As one might imagine such statements — along with notable others — have divided the campus. The core of the debate concerns what counts as bona fide Catholic education.

As a professor at a Catholic university, I am no stranger to such debates. My own experience is paradoxical: I am an evangelical, yet in recent years I have found myself defending a distinctively Catholic approach to higher education from those at my university who wish to “update” our institution. The melee at Mount Saint Mary’s is, in short, no anomaly.

The Question

Three years ago, I asked our dean of humanities an open-ended question: “What is a Catholic higher education?” My question arose as part of our university’s Herculean attempt to renovate our general education requirements — those core classes that form the intellectual center of our students’ experience. As a member of the renovation committee, I was eager to hear my dean’s take.

My dean is as qualified as anyone to answer my question. He has been a faculty member or administrator at a number of Catholic universities in the United States. For the last seven years, he has capably led the charge at our school, bringing his considerable professionalism and powers of organization to the daunting tasks of defending the humanities and herding faculty in a meaningful direction.

In response to my question, my dean hesitated then replied, “It’s accepting students as they are, encouraging them to be bold, and empowering them to explore the world.” We both knew, of course, that these values are easily found in many secular and Protestant universities.

A long pause followed.

Sensing that it was appropriate to offer a suggestion, I said, “Presumably a Catholic higher education ought to engage the Catholic intellectual tradition.”

“Well,” my dean said with a trace of resignation, “I’m not sure what the Catholic intellectual tradition is.”

Not sure? I was stunned but managed to recover myself and say lightly, “You are the dean of humanities.”

“Yes, I know. But I don’t feel qualified to answer your question.”

Capitulation

To be sure, anecdotes have their limitations. Yet my experience — along with that of those at Mount Saint Mary’s — have become increasingly frequent at religious institutions. What follows are a few observations about what’s happened at my university; some of these very much accord with the experiences of others.
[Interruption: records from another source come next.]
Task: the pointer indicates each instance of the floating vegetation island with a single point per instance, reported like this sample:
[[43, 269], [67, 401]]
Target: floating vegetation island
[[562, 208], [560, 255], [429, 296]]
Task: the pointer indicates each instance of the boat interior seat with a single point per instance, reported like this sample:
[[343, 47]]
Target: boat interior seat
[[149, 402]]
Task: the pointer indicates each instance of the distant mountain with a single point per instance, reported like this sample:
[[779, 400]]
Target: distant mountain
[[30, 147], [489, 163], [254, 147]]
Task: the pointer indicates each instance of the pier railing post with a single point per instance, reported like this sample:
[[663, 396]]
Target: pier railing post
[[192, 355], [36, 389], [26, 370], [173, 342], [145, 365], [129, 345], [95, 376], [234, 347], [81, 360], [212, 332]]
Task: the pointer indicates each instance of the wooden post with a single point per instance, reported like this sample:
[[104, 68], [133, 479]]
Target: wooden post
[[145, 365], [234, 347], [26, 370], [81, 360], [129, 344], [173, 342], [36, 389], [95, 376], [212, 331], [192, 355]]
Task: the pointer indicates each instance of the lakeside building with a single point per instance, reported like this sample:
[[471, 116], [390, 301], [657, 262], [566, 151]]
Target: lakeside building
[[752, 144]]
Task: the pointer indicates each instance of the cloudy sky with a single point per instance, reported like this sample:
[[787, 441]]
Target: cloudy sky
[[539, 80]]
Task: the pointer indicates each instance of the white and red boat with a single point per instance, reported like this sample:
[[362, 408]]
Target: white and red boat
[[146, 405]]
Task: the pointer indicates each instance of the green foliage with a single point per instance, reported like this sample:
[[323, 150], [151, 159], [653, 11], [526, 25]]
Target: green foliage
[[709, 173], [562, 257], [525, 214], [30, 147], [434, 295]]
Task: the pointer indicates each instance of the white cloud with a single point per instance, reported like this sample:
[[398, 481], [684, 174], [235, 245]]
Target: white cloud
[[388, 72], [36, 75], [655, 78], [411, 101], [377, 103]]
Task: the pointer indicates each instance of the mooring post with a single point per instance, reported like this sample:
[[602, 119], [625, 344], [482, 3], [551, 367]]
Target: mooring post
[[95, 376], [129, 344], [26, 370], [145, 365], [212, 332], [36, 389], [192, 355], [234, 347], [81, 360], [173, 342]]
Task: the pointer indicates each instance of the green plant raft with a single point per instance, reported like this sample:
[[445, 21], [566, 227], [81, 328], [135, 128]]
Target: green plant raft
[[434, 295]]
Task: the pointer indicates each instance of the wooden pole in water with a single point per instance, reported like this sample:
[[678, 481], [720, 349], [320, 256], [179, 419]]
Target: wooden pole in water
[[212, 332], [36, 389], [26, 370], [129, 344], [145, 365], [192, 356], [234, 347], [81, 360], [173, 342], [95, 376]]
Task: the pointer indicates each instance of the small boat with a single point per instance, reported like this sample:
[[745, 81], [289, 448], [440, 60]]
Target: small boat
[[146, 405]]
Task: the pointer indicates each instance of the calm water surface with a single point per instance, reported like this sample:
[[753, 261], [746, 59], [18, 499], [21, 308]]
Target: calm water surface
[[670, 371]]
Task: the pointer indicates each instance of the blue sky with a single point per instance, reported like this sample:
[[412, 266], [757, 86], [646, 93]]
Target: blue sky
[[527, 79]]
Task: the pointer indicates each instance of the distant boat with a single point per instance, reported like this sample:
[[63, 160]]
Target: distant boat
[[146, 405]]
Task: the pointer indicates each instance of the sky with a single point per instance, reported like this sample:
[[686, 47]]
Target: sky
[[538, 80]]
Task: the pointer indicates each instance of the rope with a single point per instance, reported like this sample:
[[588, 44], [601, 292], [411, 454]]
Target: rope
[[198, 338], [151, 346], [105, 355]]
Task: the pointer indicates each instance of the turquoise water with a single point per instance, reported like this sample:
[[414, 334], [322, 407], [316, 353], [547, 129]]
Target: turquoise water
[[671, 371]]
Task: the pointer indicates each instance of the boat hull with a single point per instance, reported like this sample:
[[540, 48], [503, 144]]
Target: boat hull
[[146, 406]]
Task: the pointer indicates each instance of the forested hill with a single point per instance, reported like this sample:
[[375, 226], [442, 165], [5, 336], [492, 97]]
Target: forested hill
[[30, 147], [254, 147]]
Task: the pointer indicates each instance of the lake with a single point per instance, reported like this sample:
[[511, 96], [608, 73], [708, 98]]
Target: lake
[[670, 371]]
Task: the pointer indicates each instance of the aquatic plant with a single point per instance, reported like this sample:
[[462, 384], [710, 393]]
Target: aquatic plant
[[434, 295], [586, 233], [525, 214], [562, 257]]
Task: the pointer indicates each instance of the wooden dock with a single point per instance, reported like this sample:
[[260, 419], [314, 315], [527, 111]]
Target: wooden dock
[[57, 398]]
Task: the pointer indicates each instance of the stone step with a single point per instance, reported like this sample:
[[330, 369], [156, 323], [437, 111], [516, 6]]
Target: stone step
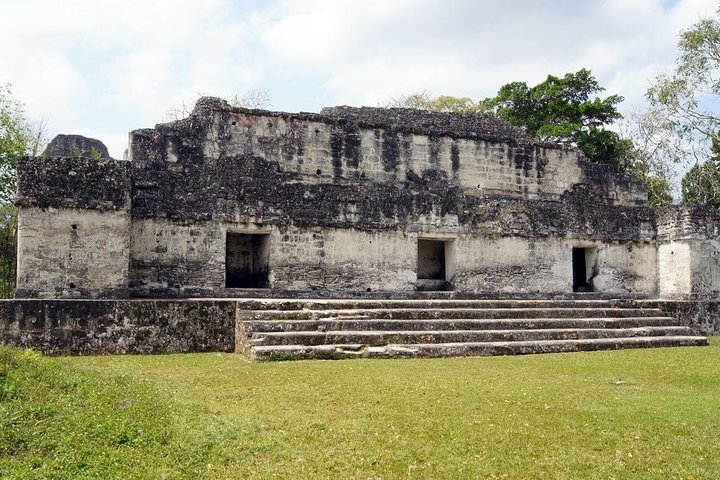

My first observation is our school’s curious concession to secular ways of thinking. My dean’s understanding of the humanities is a case in point. He not only confessed ignorance about the Catholic intellectual tradition, but seemed content to do so. As he said, he’s not even qualified to speak on the matter.

It’s easy to point the finger at a given administrator. But the deeper issue is how we got such a dean in the first place. In truth, our university abandoned mission-centered hiring long ago. For quite some time, we have made hiring decisions based on criteria utilized by secular schools. Unsurprisingly, we’ve hired a fair number of secular-minded administrators and faculty. Naturally enough, these individuals make decisions that reflect their own values. The roots of our current predicament are not that mysterious: secularism in, secularism out. In effect, we’re reaping what we sowed.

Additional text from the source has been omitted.